La notizia ha fatto velocemente il giro del mondo tra tristezza e incredulità e quasi tutti i siti, anche quelli di testate molto importanti, l’hanno ripresa.
Passano pochi minuti e succede l’inverosimile. Retromarcia clamorosa, sgommata degna di un campione di formula uno.
Raiola, per fortuna, non è morto.
È vero, non sta benissimo e le sue condizioni preoccupano, ma come ha scritto il direttore di rianimazione al San Raffaele Alberto Zangrillo, Raiola “non sta bene, sta combattendo, ma è veramente incazzato, in quanto è la seconda volta che lo danno per morto”.
E Raiola cosa dice? Il manager di Ibrahimovic (che oggi si è subito fiondato all’ospedale) e di tanti altri grandi campioni, conferma le parole di Zangrillo e aggiunge: “Sono incazzato, è la seconda volta in quattro mesi che mi uccidono”.

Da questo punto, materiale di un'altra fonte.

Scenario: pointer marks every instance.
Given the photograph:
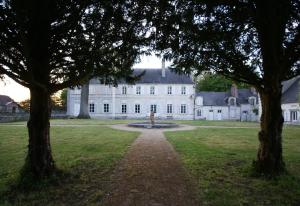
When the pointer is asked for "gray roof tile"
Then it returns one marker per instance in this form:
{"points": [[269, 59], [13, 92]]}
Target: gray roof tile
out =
{"points": [[221, 98], [154, 76]]}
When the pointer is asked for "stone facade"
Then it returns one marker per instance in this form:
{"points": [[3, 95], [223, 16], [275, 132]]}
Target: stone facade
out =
{"points": [[170, 96]]}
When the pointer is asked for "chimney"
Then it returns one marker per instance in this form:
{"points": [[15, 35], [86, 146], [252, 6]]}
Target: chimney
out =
{"points": [[234, 91], [163, 68]]}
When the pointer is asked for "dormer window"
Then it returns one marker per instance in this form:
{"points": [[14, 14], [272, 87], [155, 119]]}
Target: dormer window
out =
{"points": [[169, 89], [124, 90], [138, 90], [152, 90], [183, 90], [252, 101], [232, 101]]}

I giornalisti hanno sbagliato? Sì, hanno sbagliato. Lo fanno spesso, soprattutto da quando ci sono i social. Conta arrivare primi, dare la notizia o lo scoop in anteprima.
Ogni tanto ci si azzecca, ogni tanto no.
Detto questo, è imbarazzante dare notizie false sulla salute di una persona. E questo senza voler fare la morale a nessuno. Ma darla per morta, senza avere la prova provata, è assolutamente immorale. E deve far vergognare.
Perché ci sta che si prendano delle topiche di mercato, fa parte del gioco. Ci sono trattative che sembrano chiuse e poi non lo sono affatto. Sopravvengono imprevisti dell’ultima ora.
Si fa una figuraccia e la si porta a casa. Ma tutto finisce lì.
In questo caso l’errore è decisamente grave. Troppo grave.
La speranza, forse remota, è che questa situazione abbia insegnato a chi ha il dovere ogni giorno di informare, a diventare più scrupolosi.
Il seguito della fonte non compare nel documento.